There are two other mages again, he corrected himself. Snow isn’t your sister today. She’s your tracker. As if his nerves weren’t already shot because of how important the mission was, Cross also had to worry about keeping his only living family member alive, as well. Damn it, Snow. Why did you have to go and be a hero?
“ I know plenty about women,” Kray smiled.
“ Really?” Stone said with a grin. “What women do you know, Kray? Beside your Mom?”
“ I know your Mom,” Kray said with as straight of a face as he could muster.

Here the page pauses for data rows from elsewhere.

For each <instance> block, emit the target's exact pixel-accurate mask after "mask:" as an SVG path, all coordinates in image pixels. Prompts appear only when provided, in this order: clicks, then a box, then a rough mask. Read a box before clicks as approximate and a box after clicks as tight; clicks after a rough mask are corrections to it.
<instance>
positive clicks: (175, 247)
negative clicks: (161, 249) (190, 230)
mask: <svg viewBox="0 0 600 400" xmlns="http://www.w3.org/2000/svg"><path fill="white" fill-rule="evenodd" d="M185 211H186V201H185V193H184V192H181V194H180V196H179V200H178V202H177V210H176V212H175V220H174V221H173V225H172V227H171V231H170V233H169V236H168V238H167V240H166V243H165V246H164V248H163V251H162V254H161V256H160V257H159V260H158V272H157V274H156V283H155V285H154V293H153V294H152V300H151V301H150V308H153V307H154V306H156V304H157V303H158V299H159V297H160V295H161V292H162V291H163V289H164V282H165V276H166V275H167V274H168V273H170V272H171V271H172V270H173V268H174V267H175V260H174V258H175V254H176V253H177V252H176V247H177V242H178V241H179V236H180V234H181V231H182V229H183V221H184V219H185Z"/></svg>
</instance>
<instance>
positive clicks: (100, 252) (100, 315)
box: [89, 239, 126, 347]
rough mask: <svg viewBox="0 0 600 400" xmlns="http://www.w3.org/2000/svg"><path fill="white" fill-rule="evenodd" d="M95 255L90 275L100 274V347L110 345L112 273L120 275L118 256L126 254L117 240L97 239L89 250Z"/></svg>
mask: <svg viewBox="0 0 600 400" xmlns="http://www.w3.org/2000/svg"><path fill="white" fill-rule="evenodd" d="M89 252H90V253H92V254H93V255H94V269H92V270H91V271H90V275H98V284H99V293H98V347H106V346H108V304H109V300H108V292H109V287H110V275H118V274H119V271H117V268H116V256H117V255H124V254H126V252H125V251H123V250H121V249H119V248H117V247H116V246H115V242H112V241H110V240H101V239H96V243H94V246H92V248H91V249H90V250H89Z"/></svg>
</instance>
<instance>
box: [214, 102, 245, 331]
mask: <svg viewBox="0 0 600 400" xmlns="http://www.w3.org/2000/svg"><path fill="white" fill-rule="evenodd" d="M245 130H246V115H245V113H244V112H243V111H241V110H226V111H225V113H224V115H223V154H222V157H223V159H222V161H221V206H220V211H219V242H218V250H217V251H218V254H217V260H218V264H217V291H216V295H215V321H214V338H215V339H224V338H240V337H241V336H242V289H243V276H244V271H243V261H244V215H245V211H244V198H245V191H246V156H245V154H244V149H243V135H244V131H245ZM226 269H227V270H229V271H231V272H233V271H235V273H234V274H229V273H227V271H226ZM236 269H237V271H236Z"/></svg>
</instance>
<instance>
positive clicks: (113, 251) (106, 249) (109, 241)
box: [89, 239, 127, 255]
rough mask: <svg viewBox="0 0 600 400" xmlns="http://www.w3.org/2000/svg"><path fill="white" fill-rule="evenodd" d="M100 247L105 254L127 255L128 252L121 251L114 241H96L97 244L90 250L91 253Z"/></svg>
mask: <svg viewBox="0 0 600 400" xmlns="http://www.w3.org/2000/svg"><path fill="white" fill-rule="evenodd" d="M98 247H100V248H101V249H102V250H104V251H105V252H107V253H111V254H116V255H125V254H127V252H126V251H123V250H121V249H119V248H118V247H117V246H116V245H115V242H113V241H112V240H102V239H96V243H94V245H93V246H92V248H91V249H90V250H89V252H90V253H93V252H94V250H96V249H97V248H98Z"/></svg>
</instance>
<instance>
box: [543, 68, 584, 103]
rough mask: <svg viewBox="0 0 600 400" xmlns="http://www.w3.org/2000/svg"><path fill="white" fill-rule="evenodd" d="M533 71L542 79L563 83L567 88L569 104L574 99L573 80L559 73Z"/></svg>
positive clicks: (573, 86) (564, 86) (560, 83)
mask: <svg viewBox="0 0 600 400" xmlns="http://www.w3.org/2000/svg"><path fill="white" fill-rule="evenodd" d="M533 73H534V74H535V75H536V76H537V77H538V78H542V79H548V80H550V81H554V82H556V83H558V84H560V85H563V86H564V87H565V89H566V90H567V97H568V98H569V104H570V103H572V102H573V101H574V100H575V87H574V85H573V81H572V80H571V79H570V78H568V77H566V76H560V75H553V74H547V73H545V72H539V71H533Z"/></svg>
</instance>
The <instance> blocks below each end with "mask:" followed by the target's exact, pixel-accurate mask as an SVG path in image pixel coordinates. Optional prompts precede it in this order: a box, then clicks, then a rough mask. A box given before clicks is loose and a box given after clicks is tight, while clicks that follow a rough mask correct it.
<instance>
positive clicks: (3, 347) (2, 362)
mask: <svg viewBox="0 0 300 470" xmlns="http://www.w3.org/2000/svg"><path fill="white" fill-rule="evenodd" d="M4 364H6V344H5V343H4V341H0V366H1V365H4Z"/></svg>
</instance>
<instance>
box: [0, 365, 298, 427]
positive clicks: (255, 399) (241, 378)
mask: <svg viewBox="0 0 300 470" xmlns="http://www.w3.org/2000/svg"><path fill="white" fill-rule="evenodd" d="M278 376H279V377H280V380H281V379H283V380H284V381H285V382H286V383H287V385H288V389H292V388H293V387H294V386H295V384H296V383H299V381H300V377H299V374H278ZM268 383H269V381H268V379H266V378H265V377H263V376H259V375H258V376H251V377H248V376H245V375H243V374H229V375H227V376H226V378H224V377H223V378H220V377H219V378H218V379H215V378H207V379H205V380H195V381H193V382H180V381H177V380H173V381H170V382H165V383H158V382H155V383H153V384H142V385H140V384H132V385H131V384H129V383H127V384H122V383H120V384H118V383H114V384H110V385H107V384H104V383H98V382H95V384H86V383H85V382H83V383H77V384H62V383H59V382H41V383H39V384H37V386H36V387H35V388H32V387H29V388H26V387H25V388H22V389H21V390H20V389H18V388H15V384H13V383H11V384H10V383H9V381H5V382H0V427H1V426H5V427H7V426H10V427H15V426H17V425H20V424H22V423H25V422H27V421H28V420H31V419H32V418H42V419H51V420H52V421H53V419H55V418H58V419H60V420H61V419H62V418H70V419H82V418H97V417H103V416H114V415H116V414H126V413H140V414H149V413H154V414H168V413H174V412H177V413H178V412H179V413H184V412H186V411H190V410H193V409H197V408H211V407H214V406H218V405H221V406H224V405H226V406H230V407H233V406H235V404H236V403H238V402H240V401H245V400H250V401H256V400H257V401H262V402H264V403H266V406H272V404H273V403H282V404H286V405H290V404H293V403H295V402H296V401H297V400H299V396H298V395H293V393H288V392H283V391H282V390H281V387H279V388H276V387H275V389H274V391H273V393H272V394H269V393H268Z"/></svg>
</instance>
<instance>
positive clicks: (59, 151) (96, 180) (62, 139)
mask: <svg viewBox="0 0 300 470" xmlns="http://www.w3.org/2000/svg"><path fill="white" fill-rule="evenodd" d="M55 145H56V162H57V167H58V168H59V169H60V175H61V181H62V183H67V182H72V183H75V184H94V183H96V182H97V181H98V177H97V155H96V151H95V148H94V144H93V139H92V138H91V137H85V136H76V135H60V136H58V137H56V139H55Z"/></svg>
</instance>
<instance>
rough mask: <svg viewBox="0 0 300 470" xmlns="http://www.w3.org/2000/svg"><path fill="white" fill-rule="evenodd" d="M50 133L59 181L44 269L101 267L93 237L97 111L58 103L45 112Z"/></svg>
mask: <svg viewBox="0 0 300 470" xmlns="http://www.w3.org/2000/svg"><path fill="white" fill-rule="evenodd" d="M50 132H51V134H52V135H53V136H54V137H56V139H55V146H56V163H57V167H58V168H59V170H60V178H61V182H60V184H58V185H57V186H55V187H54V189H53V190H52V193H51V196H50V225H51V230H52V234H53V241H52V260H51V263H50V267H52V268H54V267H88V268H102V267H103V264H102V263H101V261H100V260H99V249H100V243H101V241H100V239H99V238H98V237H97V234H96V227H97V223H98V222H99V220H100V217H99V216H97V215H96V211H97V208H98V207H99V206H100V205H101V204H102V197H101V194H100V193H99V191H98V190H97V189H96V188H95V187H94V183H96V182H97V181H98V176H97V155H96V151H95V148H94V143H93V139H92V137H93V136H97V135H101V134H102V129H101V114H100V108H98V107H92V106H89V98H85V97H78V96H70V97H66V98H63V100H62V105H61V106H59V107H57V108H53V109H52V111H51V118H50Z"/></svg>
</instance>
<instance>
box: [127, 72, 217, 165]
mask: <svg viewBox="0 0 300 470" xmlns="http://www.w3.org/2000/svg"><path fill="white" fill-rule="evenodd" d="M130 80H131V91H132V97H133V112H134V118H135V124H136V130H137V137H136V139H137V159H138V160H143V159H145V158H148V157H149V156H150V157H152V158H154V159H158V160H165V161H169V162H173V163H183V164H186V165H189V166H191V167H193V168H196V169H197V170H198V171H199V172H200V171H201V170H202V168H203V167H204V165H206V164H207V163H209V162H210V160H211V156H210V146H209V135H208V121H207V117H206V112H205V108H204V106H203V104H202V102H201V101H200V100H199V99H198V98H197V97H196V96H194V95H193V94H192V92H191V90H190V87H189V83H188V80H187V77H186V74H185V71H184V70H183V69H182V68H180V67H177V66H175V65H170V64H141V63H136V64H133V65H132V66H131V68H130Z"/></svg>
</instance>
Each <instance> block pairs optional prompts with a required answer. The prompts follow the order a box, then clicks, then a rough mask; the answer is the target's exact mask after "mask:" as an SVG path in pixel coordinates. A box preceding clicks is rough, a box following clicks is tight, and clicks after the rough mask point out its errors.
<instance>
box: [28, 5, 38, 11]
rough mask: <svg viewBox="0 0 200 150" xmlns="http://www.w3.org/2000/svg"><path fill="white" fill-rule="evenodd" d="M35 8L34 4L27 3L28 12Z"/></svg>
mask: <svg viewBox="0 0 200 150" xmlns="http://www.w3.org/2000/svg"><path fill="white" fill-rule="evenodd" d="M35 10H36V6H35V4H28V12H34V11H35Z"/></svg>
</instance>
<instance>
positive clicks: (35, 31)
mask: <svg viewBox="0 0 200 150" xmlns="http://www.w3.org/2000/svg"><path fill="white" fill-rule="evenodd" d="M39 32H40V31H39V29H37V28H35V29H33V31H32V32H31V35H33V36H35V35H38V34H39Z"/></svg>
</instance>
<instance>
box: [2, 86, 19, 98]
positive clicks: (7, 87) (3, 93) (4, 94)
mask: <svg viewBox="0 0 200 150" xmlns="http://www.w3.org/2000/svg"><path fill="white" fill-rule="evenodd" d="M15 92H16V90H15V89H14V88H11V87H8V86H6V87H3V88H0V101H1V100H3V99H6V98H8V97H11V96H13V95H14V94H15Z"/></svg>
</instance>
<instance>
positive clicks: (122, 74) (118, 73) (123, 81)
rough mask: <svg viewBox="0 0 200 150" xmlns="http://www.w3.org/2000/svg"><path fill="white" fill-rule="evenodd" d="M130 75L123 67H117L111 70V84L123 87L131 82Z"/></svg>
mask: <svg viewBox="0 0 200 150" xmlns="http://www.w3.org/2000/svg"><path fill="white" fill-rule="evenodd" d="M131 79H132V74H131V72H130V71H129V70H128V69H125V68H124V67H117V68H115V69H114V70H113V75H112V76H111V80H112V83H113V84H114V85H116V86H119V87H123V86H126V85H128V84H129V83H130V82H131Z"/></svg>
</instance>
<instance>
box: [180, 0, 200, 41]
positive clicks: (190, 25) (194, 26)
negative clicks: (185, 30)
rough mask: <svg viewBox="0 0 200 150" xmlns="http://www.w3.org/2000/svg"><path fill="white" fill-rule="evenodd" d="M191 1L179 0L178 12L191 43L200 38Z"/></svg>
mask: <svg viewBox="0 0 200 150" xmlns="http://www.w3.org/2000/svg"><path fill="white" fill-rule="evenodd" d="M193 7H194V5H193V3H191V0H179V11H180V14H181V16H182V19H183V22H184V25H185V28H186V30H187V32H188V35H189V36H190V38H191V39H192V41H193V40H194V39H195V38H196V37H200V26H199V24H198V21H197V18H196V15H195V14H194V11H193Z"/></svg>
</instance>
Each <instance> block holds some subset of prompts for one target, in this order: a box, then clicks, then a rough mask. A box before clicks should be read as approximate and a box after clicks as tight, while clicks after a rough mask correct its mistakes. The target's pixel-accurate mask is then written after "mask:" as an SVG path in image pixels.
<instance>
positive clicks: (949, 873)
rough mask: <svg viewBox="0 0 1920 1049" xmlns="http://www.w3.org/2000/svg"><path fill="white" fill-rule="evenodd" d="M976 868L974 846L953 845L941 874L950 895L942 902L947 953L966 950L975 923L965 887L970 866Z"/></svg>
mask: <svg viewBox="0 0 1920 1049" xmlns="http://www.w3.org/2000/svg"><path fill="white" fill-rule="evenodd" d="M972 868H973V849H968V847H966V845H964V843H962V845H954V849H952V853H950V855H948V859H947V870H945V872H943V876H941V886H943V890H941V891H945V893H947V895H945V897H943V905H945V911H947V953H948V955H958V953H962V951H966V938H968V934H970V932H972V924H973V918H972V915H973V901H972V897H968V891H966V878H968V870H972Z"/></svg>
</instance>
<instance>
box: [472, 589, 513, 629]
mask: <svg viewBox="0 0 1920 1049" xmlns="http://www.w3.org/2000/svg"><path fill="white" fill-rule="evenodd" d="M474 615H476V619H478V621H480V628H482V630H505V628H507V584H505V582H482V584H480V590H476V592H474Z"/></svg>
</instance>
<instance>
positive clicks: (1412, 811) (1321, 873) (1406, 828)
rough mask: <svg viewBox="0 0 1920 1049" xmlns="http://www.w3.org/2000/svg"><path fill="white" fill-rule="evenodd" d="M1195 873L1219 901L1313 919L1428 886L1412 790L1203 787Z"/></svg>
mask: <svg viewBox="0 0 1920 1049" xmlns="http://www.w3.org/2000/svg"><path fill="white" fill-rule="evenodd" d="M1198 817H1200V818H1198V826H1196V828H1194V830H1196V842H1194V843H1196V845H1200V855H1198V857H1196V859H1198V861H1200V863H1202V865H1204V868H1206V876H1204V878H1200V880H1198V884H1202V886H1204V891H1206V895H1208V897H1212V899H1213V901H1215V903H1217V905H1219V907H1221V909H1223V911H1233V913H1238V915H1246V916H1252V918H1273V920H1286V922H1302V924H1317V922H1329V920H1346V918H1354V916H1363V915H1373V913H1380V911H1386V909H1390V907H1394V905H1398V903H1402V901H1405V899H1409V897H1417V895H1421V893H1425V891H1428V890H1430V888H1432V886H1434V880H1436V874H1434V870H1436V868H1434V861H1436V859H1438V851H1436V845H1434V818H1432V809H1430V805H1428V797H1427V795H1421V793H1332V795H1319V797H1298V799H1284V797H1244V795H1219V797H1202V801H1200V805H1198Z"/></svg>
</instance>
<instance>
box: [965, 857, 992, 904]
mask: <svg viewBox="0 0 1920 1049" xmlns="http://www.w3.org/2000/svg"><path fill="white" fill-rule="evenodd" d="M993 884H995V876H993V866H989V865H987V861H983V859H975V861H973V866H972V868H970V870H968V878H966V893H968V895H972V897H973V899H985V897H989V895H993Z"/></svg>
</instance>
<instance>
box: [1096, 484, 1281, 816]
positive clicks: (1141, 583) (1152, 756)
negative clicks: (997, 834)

They all laughed, save Morgan. “Morg” had on his game face. He stared straight ahead, smiled politely to encourage his troops, but it was clear that his mind was already on what lay ahead.
The Wormwood. Perhaps the worst place to go on a world that had redefined the notion of bad places. It was over a hundred square miles of twisted trees and dank marsh occupied by Chul, Gorgoloth, Maloj, and other things Cross didn’t know about and didn’t want to know about. And in that mire of witched wood and poison swamp they had to find a woman. A traitor.
And we have to find her before the vampires do, Cross thought. Wonderful.
Cross knew that he just needed to stop worrying. He had skills and talents to contribute to the Alliance, and that was just what he’d do. This was what he was meant to do…or so he’d been told. Some days, he wasn’t so sure.
I’m drifting, he realized. Growing numb, complacent, and unhappy. And if I slow down to think about what’s going on, I freak out. So just get on with it.
“ Gear up!” Morg called. “Check your equipment! One minute!”